1
votes

I try to deallocate a class(*) pointer which points to an object of another type.

I know the difference between declared type and dynamic type. I should not be able to access any variable in the object with a class(*) pointer. So I was expecting an error when deallocating the object with class(*) pointer. However it works fine. Valgrind also shows no memory leak.

I am curious why. Does this mean "deallocate" implicitly detect the dynamic type? Any explanation would be appreciated.

class(*),     pointer :: ptr => NULL()
class(point), pointer :: ptr_pnt => NULL() ! point is a derived data type

allocate( ptr_pnt )

... ! set the data in ptr_pnt

ptr => ptr_pnt
deallocate( ptr )
nullify( ptr_pnt )
1

1 Answers

2
votes

Yes - deallocation considers the dynamic type. The code fragment is standard conforming.

At runtime the internals of the program know the dynamic type of the object that the polymorphic pointer refers to - a polymorphic object may be implemented by a descriptor that tracks both the data of the object and the type and type parameters of the object. This knowledge is how the program can execute constructs such as SELECT TYPE.

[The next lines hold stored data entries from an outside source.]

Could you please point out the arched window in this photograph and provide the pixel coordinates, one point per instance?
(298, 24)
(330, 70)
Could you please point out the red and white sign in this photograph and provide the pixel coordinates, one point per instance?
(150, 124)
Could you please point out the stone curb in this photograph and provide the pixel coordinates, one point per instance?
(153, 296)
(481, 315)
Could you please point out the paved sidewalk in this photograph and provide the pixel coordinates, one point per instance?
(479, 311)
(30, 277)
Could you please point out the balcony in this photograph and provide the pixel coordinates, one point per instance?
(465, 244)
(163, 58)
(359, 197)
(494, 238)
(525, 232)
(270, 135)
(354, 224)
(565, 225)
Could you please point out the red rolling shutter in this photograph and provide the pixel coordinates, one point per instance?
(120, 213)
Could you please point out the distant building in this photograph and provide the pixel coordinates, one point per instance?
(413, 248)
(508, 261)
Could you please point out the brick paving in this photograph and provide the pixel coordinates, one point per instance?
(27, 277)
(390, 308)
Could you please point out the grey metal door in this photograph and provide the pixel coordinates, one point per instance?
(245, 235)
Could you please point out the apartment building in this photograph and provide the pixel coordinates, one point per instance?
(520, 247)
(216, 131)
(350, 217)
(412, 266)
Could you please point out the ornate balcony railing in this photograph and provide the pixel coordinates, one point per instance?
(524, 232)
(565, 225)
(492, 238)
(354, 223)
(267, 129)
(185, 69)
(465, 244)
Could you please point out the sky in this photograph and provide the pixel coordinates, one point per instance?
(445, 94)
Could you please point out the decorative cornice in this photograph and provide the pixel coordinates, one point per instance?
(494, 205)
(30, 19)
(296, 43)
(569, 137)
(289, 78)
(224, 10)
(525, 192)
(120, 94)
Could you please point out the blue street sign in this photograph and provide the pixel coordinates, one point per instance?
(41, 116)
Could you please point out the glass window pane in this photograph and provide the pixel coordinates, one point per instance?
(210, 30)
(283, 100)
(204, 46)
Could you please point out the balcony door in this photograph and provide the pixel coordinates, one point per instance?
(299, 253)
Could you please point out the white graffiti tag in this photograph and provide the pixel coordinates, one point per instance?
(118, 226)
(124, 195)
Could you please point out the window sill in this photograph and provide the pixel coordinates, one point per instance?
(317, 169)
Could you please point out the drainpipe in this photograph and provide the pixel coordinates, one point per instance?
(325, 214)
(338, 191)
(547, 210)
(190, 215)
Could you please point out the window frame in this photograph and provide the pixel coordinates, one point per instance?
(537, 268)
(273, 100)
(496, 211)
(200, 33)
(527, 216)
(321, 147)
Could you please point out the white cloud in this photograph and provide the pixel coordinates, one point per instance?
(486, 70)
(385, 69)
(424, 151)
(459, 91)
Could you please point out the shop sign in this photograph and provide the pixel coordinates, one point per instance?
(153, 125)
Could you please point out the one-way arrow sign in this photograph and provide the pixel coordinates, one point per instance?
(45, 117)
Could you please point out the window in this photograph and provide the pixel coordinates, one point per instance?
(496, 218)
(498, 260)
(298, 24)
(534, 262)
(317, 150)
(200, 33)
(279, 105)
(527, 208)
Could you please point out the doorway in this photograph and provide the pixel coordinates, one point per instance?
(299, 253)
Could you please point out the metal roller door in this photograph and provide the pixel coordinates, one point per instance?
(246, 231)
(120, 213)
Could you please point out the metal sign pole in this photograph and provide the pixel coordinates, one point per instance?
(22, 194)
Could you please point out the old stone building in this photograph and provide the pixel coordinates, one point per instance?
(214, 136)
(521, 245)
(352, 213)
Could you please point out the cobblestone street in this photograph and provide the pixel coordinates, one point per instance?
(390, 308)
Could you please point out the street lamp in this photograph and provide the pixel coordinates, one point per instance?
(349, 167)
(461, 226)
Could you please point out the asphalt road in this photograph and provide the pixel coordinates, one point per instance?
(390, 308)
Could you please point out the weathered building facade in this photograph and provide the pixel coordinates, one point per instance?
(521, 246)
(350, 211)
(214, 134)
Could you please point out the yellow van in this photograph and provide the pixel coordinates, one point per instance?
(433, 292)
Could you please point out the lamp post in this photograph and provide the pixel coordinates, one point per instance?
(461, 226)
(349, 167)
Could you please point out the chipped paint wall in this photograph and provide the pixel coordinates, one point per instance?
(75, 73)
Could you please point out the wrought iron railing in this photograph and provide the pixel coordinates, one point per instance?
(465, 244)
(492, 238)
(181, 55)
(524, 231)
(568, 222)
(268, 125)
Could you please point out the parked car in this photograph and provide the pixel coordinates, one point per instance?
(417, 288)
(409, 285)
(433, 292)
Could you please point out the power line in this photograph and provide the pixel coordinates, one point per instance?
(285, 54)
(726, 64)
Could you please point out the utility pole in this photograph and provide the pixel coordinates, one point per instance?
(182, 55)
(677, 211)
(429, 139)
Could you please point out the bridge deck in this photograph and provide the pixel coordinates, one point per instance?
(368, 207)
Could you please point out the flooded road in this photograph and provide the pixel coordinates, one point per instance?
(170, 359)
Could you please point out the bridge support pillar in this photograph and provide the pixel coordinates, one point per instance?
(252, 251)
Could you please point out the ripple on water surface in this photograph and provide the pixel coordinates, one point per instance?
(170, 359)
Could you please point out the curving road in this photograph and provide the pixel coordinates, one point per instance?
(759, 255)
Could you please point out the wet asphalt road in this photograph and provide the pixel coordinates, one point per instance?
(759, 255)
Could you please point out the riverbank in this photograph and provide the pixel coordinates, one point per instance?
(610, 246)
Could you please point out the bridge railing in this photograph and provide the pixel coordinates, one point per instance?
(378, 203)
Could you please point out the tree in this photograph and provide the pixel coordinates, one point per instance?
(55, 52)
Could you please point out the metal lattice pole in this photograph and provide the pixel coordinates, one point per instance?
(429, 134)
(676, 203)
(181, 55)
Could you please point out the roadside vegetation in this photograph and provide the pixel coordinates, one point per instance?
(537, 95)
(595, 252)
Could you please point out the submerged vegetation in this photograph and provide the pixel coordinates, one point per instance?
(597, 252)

When deallocating an object through a pointer, there are requirements that the object being deallocated be something that was previously allocated through a pointer (but it doesn't have to be the same pointer - note also that the Fortran runtime has to have the ability to detect violations of this requirement) and that the pointer that refers to the thing being deallocated has to refer to the whole of the thing (i.e. if you have an object of extended type you cannot deallocate through a non-polymorphic pointer to a parent component of the object). Your code meets both of these requirements.